Here's another thorny element: GRAN TURISMO seems to - ahem! - completely drive around the totally valid perspective of some professional race car drivers that taking gamer kids and trying to mould them into athletes is dangerous not only for these novices, but also to those established in the sport that have spent their lives in it. I mean...they have a point. I'm guessing that level of introspection towards the material would undercut the relative rousing treatment that Mardenborough is given here. To be fair, he attained the nearly unattainable and defied all odds to appear in over 200 races during his career, with one including his participation in the 24 Hours of Le Mans (he finished third). Parts of me acknowledge that GRAN TURISMO is sort of a cynical-minded piece of marketing for both Sony and Nissan. In lesser hands, this film could have devolved into a two-plus hour commercial for these brands. That, and very few underdog sports figures have corporate power and financial backing to boot the way Mardenborough did (it's almost antithetical to the whole notion of what makes someone an underdog). And, yeah, GRAN TURISMO is basically THE KARATE KID and ROCKY, but with game controllers and cars.

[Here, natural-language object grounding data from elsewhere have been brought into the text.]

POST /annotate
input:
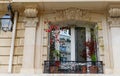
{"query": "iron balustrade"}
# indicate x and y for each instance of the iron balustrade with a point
(83, 67)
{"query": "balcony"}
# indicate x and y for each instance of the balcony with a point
(82, 67)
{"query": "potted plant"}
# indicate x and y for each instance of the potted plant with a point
(91, 52)
(54, 65)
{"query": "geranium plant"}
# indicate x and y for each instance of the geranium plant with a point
(91, 49)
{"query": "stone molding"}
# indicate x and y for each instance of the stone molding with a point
(68, 14)
(31, 12)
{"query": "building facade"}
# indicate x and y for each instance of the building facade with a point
(25, 49)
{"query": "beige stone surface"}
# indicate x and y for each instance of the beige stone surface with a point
(19, 42)
(20, 25)
(5, 34)
(3, 68)
(18, 51)
(20, 33)
(5, 42)
(16, 68)
(4, 59)
(4, 51)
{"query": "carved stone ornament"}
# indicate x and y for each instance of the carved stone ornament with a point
(31, 12)
(68, 14)
(72, 13)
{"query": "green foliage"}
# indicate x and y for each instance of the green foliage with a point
(93, 57)
(56, 53)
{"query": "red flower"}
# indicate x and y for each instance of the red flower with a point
(45, 22)
(57, 63)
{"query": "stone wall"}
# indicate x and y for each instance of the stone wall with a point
(5, 42)
(5, 45)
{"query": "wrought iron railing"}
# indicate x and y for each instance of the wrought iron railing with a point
(84, 67)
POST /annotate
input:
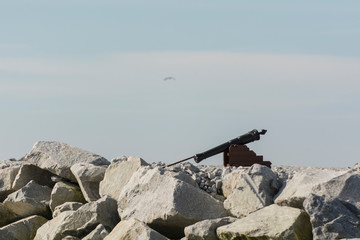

Still, I'm recommending this film, mostly because Blomkamp has undeniably made an entertaining and effectively orchestrated crowd-pleaser and a highly novel outside-of-the-box game adaptation morphed into a sports drama (that, let's face it, is stealthily not really a game adaptation at all). The story at the heart of GRAN TURISMO is as remarkable as it gets, and even though the resulting film wallows in well-worn and increasingly stale genre formulas, it genuinely attempts to transcend them in interesting ways and makes it across the finish line in mostly winning form.